WASHINGTON (CN) – A truck driver who brought a federal wage class action prevailed at the Supreme Court on Tuesday in keeping the dispute out of arbitration.
“The parties’ private agreement may be crystal clear and require arbitration of every question under the sun, but that does not necessarily mean the [Federal Arbitration] Act authorizes a court to stay litigation and send the parties to an arbitral forum,” Justice Neil Gorsuch wrote for the mostly unanimous court.
In the underlying case, New Prime truck driver Dominic Oliveira brought his wage suit in court, rather than before an arbitrator, based on a subsection of the FAA that excludes “contracts of employment of … workers engaged in foreign or interstate commerce.”

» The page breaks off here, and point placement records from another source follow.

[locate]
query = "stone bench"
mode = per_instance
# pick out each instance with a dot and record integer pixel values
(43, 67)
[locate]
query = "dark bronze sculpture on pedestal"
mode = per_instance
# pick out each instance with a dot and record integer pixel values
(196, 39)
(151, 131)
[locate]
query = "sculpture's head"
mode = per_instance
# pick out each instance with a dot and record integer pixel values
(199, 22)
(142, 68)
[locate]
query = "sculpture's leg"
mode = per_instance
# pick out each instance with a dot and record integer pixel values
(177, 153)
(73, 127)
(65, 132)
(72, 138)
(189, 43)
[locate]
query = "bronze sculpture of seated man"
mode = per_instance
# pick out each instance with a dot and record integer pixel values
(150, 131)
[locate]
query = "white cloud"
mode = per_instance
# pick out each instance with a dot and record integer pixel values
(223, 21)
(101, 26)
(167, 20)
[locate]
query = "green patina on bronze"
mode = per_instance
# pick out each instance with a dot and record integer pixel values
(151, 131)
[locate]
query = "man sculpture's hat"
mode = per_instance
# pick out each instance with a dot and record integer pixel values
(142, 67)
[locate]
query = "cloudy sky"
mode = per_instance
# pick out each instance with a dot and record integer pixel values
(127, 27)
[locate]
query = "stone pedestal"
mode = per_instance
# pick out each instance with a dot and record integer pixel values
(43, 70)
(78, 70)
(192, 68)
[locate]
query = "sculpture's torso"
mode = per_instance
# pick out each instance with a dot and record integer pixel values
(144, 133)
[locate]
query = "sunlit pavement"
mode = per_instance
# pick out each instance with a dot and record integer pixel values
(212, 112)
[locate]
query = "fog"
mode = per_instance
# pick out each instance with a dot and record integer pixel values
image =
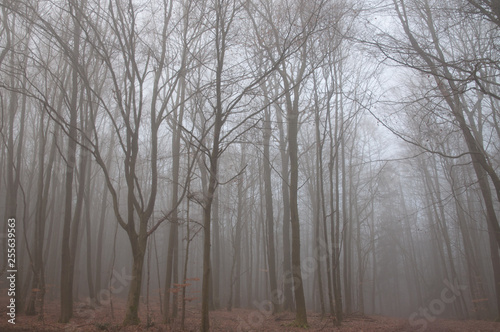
(333, 157)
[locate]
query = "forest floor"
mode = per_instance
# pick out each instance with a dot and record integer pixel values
(103, 319)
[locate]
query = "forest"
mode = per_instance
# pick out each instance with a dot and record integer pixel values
(250, 165)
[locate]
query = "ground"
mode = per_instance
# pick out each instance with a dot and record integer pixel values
(104, 319)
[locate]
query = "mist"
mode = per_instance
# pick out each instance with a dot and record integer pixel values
(228, 165)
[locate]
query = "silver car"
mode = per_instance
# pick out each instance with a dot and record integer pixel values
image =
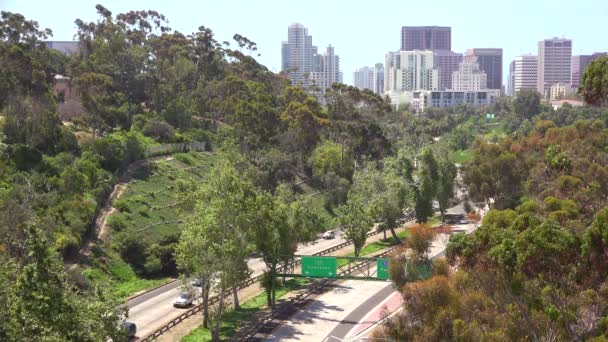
(184, 300)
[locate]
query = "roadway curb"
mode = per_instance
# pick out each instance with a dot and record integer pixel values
(149, 290)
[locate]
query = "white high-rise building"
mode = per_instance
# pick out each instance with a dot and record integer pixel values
(410, 71)
(363, 78)
(327, 71)
(378, 79)
(469, 76)
(523, 74)
(298, 55)
(554, 63)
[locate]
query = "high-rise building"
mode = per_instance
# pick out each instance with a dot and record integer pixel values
(579, 64)
(523, 74)
(303, 64)
(363, 78)
(297, 54)
(554, 63)
(490, 61)
(378, 79)
(327, 71)
(410, 71)
(426, 38)
(447, 62)
(66, 47)
(469, 76)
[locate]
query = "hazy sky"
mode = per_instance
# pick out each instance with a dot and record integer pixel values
(361, 31)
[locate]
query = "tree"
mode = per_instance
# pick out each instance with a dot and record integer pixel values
(594, 85)
(39, 301)
(331, 157)
(527, 103)
(445, 184)
(281, 222)
(420, 239)
(426, 187)
(214, 243)
(355, 221)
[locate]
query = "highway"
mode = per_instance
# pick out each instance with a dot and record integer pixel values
(345, 309)
(153, 309)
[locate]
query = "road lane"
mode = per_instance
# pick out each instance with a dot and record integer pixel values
(151, 310)
(331, 317)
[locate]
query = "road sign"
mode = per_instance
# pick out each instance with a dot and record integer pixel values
(319, 267)
(382, 268)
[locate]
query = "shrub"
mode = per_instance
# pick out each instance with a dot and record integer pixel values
(185, 158)
(117, 222)
(25, 157)
(123, 206)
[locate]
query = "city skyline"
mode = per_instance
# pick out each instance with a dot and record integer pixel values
(379, 33)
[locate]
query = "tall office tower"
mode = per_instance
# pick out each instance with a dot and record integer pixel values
(426, 38)
(554, 63)
(363, 78)
(297, 54)
(490, 61)
(469, 76)
(447, 62)
(378, 79)
(523, 74)
(327, 71)
(511, 80)
(410, 71)
(579, 64)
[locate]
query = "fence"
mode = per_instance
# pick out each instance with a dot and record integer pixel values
(175, 148)
(158, 332)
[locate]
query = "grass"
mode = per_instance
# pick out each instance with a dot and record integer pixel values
(233, 318)
(373, 247)
(463, 156)
(318, 204)
(120, 277)
(152, 198)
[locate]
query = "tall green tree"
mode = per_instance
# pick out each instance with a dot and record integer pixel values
(220, 226)
(355, 221)
(594, 85)
(40, 302)
(445, 184)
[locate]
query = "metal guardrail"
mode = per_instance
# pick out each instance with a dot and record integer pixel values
(196, 309)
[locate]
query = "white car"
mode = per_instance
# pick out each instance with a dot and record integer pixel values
(185, 299)
(330, 234)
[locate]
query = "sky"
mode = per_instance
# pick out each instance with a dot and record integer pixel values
(361, 31)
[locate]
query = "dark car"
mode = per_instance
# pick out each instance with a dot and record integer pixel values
(130, 328)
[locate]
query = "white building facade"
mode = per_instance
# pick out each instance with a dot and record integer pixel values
(554, 63)
(469, 76)
(363, 78)
(523, 74)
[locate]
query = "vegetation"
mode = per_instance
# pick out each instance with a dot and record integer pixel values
(534, 268)
(142, 84)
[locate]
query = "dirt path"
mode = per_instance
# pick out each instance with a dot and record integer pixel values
(102, 228)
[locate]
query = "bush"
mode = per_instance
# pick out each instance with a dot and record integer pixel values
(111, 152)
(25, 157)
(185, 158)
(117, 222)
(159, 131)
(123, 206)
(67, 244)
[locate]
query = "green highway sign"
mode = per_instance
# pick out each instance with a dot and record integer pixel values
(319, 267)
(382, 268)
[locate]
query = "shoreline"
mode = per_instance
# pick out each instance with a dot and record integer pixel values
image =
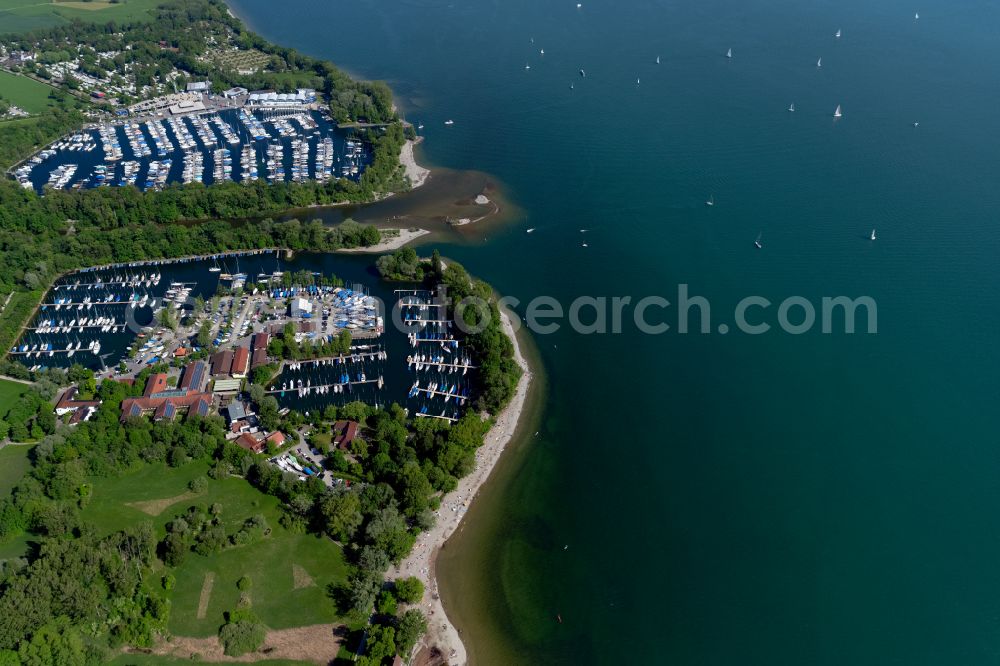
(421, 563)
(405, 237)
(417, 174)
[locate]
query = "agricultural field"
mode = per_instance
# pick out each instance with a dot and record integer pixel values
(13, 460)
(13, 464)
(26, 93)
(239, 59)
(17, 16)
(290, 571)
(133, 659)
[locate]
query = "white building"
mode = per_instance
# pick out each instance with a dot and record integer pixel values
(301, 308)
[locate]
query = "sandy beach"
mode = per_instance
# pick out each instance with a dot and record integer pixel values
(389, 244)
(416, 173)
(441, 633)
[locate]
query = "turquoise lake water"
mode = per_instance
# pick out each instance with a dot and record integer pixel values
(727, 499)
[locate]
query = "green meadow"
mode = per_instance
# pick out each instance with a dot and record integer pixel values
(17, 16)
(26, 93)
(290, 571)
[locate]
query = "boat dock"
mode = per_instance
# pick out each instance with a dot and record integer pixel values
(410, 362)
(38, 351)
(436, 416)
(436, 392)
(320, 389)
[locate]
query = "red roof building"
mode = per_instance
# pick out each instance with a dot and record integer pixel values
(241, 362)
(259, 341)
(222, 363)
(157, 383)
(344, 433)
(159, 401)
(68, 402)
(251, 443)
(259, 358)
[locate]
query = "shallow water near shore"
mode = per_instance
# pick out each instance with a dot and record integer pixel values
(774, 499)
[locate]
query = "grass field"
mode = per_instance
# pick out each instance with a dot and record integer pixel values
(290, 571)
(155, 660)
(9, 392)
(18, 16)
(13, 464)
(26, 93)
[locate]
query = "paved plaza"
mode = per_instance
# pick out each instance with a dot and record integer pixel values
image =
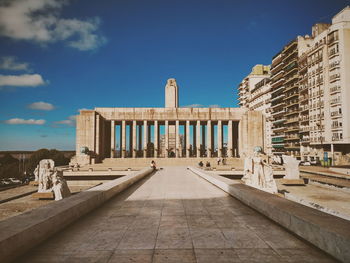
(174, 216)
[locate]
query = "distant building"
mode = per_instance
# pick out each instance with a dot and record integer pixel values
(254, 93)
(325, 90)
(306, 100)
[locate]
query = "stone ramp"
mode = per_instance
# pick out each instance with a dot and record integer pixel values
(174, 216)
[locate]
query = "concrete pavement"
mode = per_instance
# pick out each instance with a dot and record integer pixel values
(174, 216)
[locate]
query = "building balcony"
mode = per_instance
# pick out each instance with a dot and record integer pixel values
(292, 129)
(275, 114)
(291, 103)
(277, 98)
(277, 82)
(292, 138)
(277, 59)
(278, 146)
(278, 129)
(292, 120)
(292, 146)
(291, 112)
(335, 89)
(279, 121)
(295, 77)
(336, 114)
(304, 108)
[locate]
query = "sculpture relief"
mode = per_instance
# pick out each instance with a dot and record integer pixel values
(291, 165)
(258, 173)
(51, 180)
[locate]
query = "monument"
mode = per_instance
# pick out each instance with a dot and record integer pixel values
(291, 166)
(139, 131)
(51, 183)
(258, 173)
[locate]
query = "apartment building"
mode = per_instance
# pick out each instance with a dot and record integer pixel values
(324, 91)
(258, 73)
(260, 100)
(254, 94)
(285, 97)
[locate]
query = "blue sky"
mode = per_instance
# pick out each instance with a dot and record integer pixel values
(57, 57)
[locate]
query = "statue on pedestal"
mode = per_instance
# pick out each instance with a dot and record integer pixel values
(51, 180)
(291, 165)
(258, 173)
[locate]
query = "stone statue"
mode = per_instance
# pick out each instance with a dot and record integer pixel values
(44, 181)
(291, 165)
(59, 185)
(36, 173)
(51, 180)
(258, 173)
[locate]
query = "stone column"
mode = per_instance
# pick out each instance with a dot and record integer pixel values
(177, 137)
(112, 138)
(229, 139)
(145, 136)
(166, 139)
(134, 149)
(187, 139)
(209, 143)
(123, 135)
(219, 139)
(198, 138)
(140, 139)
(156, 139)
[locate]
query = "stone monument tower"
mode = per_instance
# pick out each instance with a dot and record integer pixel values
(171, 94)
(171, 101)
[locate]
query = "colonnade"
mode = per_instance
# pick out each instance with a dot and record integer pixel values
(169, 144)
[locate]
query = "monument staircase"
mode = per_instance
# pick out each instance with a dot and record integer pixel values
(231, 163)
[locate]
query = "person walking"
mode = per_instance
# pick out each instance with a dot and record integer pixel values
(153, 165)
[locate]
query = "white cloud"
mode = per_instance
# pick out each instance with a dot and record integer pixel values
(193, 106)
(40, 21)
(41, 106)
(10, 63)
(23, 121)
(25, 80)
(70, 121)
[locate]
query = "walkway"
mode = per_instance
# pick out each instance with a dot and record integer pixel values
(174, 216)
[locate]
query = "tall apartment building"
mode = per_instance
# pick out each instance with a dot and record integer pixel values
(285, 97)
(258, 73)
(325, 91)
(260, 100)
(254, 93)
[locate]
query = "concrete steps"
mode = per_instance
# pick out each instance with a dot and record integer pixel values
(145, 162)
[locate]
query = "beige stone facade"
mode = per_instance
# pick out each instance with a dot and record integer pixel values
(141, 130)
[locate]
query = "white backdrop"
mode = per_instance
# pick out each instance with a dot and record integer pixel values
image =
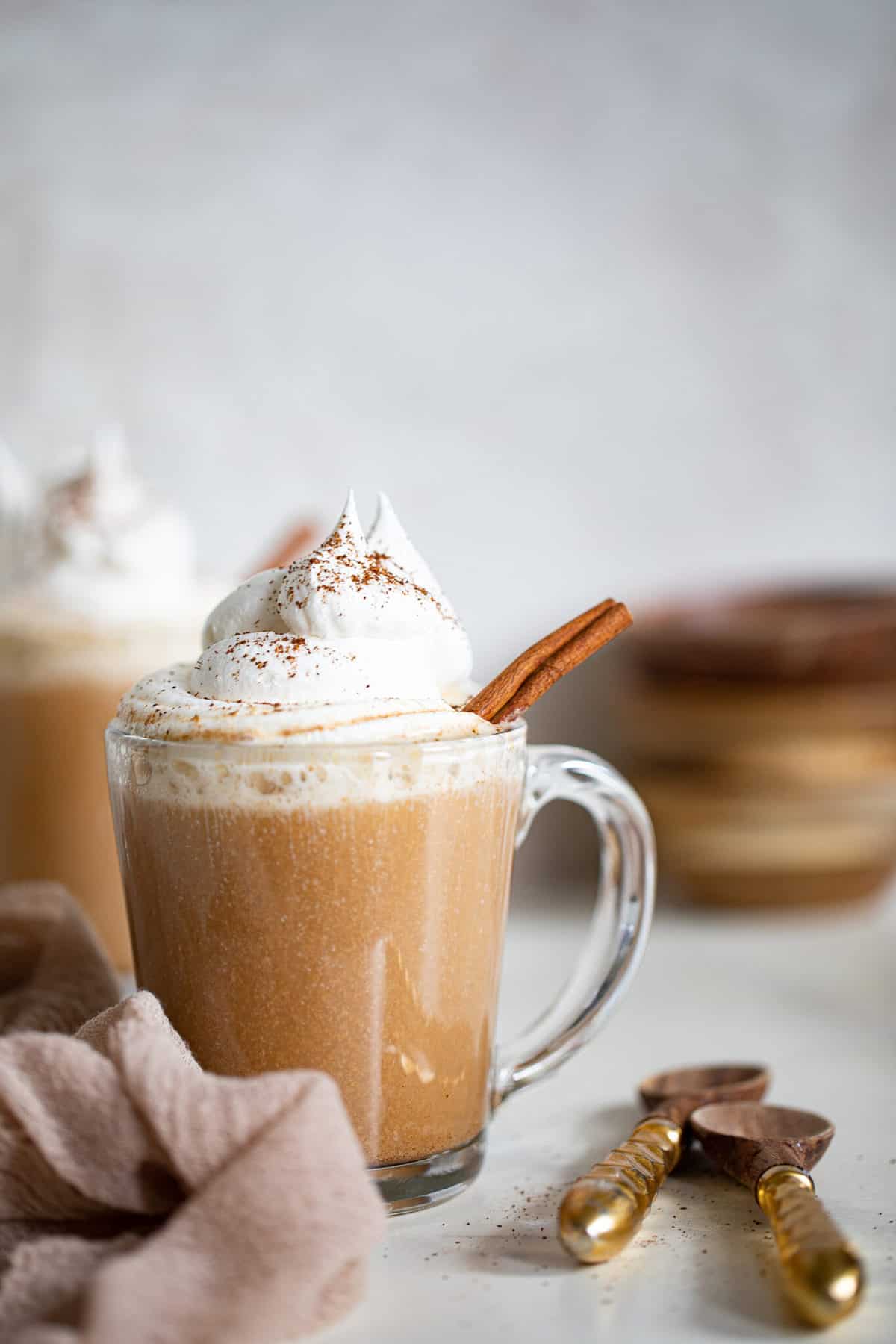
(602, 293)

Oliveira and New Prime are indeed at odds over whether he worked for the company as an employee or independent contractor, but a federal judge found it indisputable that his employment contract showed him to be a worker engaged in interstate commerce.
New Prime petitioned the Supreme Court for relief after the First Circuit ruled against it as well, but Gorsuch put the challenge to rest once and for all.
The 15-page opinion emphasizes that “a court’s authority under the Arbitration Act to compel arbitration may be considerable, [but] it isn’t unconditional.”
Whereas Subsections 3 and 4 of the act tend to result in compelled arbitration and a stay of litigation, Gorsuch wrote “this authority doesn’t extend to all private contracts, no matter how emphatically they may express a preference for arbitration.”
“Given the statute’s terms and sequencing, we agree with the First Circuit that a court should decide for itself whether §1’s ‘contracts of employment’ exclusion applies before ordering arbitration,” he wrote.
Justice Brett Kavanaugh did not participate in either the consideration or decision of the case, but the ruling was otherwise unanimous.
Justice Ruth Bader Ginsburg wrote in a separate concurring opinion in which she cited occasions where Congress designed legislation to govern changing times and circumstances.
“As these illustrations suggest, sometimes, ‘words in statutes can enlarge or contract their scope as other changes, in law or in the world, require their application to new instances or make old applications anachronistic,’” she concluded.